When the Taliban took over Afghanistan in the late 1990s, Simentov went to Israel with his family, where his wife, daughters and sisters now live, but returned to Kabul after just two months.
"I did not want to stay there. Afghanistan is my homeland," he told Foreign Policy.
When he returned, Simentov encountered Yitzhak Levi, nearly two decades his senior, living at the Kabul synagogue. The two did not hit it off: They "fought viciously about which of them was the rightful owner of the land," according to a 2017 Jewish Telegraphic Agency profile of Simentov. They moved into different wings of the synagogue.
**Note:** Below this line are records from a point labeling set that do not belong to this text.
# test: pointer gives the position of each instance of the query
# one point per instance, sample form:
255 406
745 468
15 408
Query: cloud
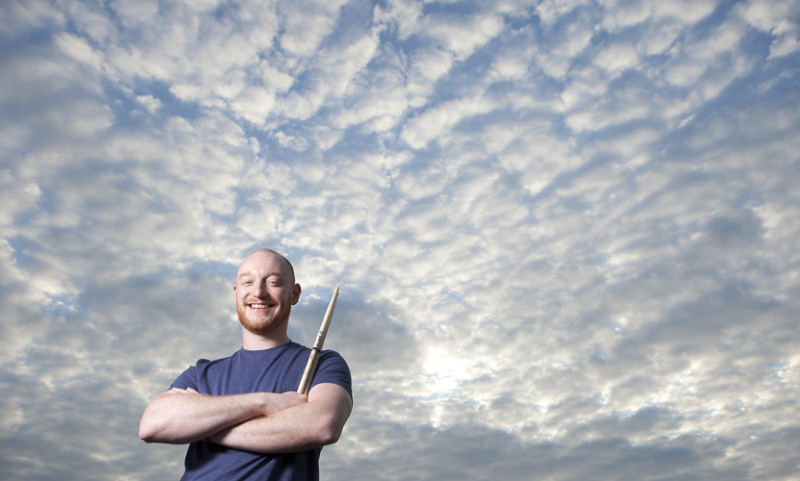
563 232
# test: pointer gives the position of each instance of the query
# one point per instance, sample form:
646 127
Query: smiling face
265 292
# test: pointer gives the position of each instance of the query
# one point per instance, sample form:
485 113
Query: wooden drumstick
313 357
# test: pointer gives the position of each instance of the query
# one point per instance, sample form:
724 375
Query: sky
565 232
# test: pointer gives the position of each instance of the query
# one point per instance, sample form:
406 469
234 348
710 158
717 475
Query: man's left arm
299 428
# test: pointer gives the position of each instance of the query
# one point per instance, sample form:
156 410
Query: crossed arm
259 422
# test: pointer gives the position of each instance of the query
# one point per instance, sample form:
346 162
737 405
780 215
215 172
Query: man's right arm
181 416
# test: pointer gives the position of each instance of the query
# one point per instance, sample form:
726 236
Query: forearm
299 428
184 416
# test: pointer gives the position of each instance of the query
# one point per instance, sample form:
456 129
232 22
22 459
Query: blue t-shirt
271 370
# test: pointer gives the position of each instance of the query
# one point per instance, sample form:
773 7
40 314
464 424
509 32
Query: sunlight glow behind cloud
564 230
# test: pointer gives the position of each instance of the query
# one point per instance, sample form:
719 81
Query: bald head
286 266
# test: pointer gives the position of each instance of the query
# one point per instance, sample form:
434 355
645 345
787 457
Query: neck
257 342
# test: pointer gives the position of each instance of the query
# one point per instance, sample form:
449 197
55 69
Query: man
241 415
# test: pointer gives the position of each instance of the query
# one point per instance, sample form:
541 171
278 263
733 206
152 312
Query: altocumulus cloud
565 232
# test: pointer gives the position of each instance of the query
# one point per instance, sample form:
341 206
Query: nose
262 291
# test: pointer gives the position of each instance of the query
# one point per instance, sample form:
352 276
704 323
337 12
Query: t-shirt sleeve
187 379
332 368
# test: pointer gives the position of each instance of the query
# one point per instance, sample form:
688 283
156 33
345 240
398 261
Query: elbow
327 433
148 431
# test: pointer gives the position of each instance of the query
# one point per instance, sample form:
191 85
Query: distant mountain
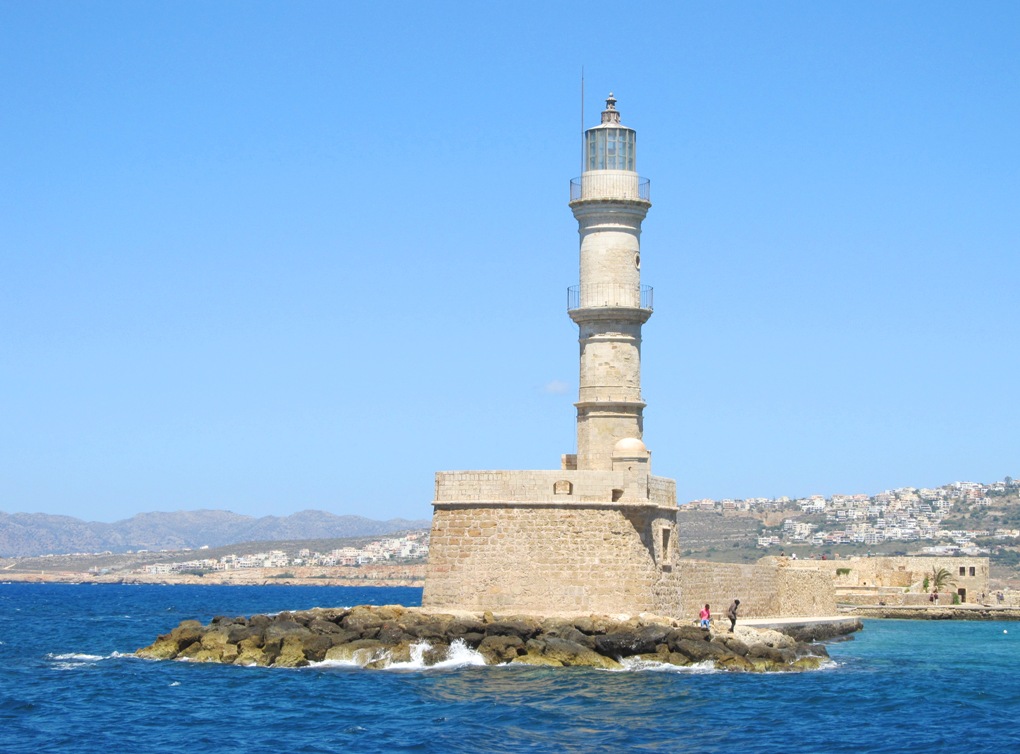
24 535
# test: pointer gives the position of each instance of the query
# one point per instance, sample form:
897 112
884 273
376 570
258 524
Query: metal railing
602 295
610 186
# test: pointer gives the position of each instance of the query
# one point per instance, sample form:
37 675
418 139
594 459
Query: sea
69 683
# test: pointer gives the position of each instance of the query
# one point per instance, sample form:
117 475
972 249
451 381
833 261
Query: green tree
940 579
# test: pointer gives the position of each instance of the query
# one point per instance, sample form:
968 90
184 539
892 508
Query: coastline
948 612
374 575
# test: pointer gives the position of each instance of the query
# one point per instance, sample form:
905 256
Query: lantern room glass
610 149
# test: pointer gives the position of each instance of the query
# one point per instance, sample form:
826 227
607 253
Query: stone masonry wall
764 591
546 559
552 487
877 573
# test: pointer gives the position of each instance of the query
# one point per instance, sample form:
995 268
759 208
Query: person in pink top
705 615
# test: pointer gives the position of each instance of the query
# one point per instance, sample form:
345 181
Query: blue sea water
68 683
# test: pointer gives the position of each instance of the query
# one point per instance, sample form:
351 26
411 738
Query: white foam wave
632 664
73 660
458 655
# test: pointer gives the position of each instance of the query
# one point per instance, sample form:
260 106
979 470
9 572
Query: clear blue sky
274 256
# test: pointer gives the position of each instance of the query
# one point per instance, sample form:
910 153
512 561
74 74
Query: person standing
731 614
706 616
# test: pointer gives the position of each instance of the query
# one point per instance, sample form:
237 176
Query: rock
536 659
701 651
569 653
500 649
376 637
292 652
515 626
360 652
630 642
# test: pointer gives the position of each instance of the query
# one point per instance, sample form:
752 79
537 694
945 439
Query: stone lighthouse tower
598 535
610 201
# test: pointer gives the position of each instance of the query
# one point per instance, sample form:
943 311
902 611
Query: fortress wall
764 591
545 559
559 486
901 572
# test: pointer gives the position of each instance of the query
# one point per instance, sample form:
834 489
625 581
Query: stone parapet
559 487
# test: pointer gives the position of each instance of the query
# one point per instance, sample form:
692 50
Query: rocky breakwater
378 637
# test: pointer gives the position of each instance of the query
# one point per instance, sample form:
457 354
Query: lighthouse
609 306
598 535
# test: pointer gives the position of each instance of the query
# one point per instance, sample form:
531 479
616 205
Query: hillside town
906 514
408 547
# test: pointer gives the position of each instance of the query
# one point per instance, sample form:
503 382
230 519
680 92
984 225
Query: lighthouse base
554 542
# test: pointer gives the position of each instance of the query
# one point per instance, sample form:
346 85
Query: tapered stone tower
598 535
610 201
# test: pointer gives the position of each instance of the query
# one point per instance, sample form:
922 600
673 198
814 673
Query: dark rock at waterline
375 637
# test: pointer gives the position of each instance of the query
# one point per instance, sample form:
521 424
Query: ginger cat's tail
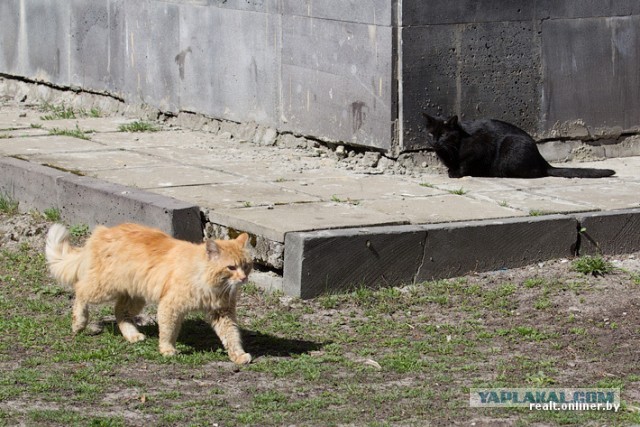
63 259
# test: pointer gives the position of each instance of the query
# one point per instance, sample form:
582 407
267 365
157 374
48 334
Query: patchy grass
392 356
8 205
594 265
459 192
74 133
138 126
57 112
52 214
79 230
62 112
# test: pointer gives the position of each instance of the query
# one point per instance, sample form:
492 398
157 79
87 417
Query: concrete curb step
331 260
323 261
83 199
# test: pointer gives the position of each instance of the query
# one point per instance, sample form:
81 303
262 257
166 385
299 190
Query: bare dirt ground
401 356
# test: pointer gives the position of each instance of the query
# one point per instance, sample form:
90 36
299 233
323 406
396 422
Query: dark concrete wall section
610 233
541 65
333 260
603 93
478 70
39 187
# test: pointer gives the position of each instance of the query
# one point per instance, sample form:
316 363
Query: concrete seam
424 255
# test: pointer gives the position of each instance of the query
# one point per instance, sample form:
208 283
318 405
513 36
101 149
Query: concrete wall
554 67
343 70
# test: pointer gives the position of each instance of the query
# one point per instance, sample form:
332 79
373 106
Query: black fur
492 148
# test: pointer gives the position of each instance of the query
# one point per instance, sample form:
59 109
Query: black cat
492 148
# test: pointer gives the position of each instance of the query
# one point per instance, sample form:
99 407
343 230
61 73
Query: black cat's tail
579 172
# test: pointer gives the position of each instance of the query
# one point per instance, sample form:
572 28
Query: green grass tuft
74 133
8 205
594 265
138 126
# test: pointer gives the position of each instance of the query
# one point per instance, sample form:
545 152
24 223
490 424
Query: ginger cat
132 265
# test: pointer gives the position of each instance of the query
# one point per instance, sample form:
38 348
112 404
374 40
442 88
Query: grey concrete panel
226 71
88 200
607 233
41 40
591 71
378 12
9 39
475 71
341 88
460 248
152 39
97 45
264 6
329 261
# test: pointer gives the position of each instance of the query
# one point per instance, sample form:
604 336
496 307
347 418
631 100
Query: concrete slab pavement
317 220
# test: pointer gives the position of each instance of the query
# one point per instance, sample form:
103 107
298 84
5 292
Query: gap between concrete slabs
82 199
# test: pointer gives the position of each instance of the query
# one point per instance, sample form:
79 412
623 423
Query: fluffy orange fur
131 265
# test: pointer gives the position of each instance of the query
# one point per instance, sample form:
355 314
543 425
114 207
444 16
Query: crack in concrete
424 255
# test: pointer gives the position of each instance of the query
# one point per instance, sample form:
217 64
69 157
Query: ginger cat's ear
213 250
242 239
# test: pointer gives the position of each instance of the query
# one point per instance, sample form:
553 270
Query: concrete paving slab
166 176
50 144
95 124
90 201
21 133
135 140
436 209
89 162
364 187
185 155
530 204
239 194
274 223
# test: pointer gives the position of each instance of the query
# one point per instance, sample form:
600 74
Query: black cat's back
493 148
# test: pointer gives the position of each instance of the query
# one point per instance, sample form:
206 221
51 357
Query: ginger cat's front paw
168 350
240 359
136 337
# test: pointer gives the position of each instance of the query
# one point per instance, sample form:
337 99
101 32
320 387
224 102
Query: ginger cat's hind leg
226 327
80 316
126 309
169 323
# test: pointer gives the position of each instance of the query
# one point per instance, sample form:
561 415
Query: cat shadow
200 337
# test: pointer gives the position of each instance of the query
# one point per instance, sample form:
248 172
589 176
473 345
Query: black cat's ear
452 121
213 250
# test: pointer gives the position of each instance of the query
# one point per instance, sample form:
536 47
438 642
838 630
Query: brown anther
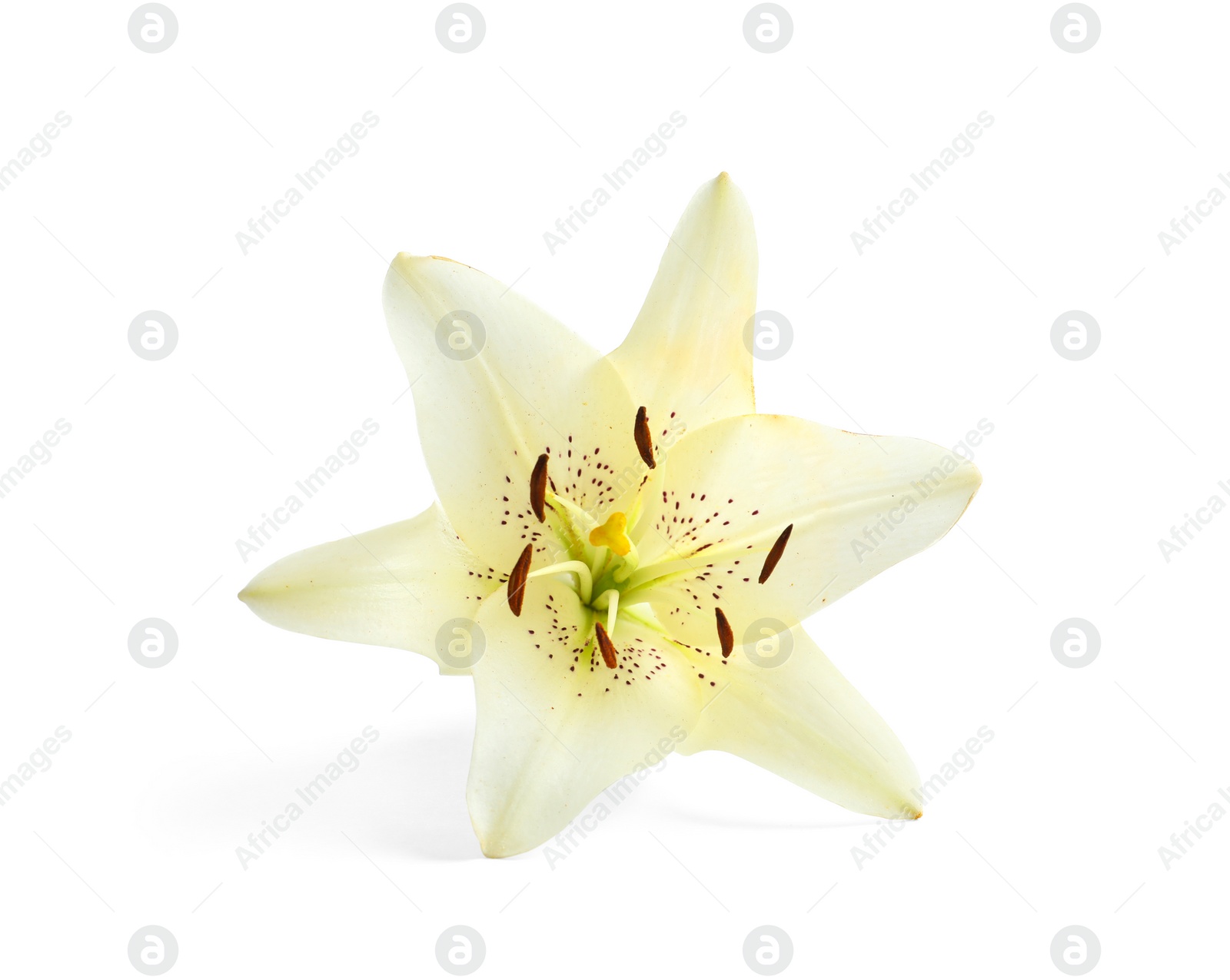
643 440
775 553
538 488
604 643
725 633
517 580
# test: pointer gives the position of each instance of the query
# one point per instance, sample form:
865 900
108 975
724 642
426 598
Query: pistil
578 568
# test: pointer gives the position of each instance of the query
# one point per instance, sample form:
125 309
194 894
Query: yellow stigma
613 535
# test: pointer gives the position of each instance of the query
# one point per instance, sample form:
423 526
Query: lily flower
624 547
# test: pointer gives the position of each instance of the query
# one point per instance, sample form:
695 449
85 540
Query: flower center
600 561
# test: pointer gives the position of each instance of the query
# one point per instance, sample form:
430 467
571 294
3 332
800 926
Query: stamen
609 600
538 488
643 440
725 633
517 580
580 568
610 657
775 553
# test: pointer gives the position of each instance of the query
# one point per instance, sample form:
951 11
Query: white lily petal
393 586
686 353
554 729
803 721
526 385
858 504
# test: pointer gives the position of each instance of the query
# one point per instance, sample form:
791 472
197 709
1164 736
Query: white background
283 352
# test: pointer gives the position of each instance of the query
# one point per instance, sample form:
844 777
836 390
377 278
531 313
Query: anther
725 633
517 580
538 488
643 440
775 553
604 643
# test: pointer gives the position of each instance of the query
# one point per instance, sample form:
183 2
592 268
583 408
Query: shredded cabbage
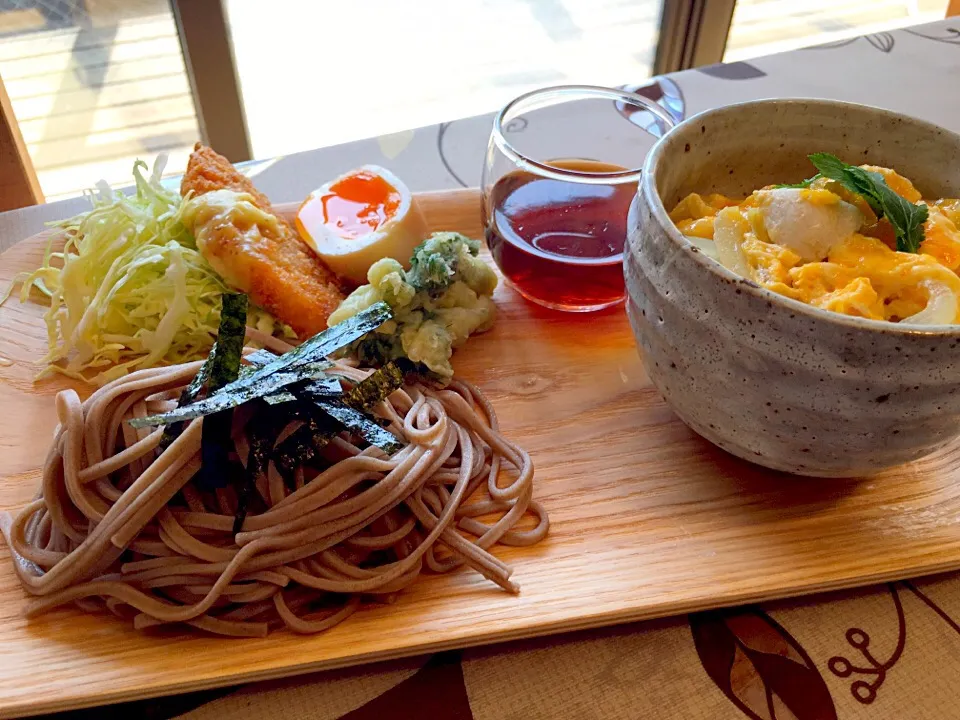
130 289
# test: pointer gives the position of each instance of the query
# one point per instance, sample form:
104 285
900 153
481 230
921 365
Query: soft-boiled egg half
361 217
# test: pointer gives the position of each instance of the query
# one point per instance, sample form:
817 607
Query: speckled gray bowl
770 379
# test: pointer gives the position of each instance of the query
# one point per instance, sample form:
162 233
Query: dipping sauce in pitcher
561 243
In 1998, Levi wrote to the Taliban interior minister to accuse Simentov of theft of Jewish relics. Simentov retorted by telling the Taliban that Levi ran a secret brothel where he sold alcohol, which Levi denies. Simentov also spread rumors that Levi had converted to Islam, which Levi denied as well.
"I don't talk to him, he's the devil," Simentov told The New York Times in 2002. "A dog is better than him … I don't have many complaints about the Taliban, but I have a lot of complaints about him." Levi replied that Simentov was "a thief and a liar.'"
The Taliban was so annoyed by their constant fighting that they threw them in jail. But they eventually kicked them out when they continued to fight inside the prison. Levi died in 2005.
"[The Taliban] beat me a lot," Simentov told Foreign Policy. "I was imprisoned several times because of this charlatan Levy [sic]. He wanted to get rid of me to sell the synagogue. But thank God he was not successful."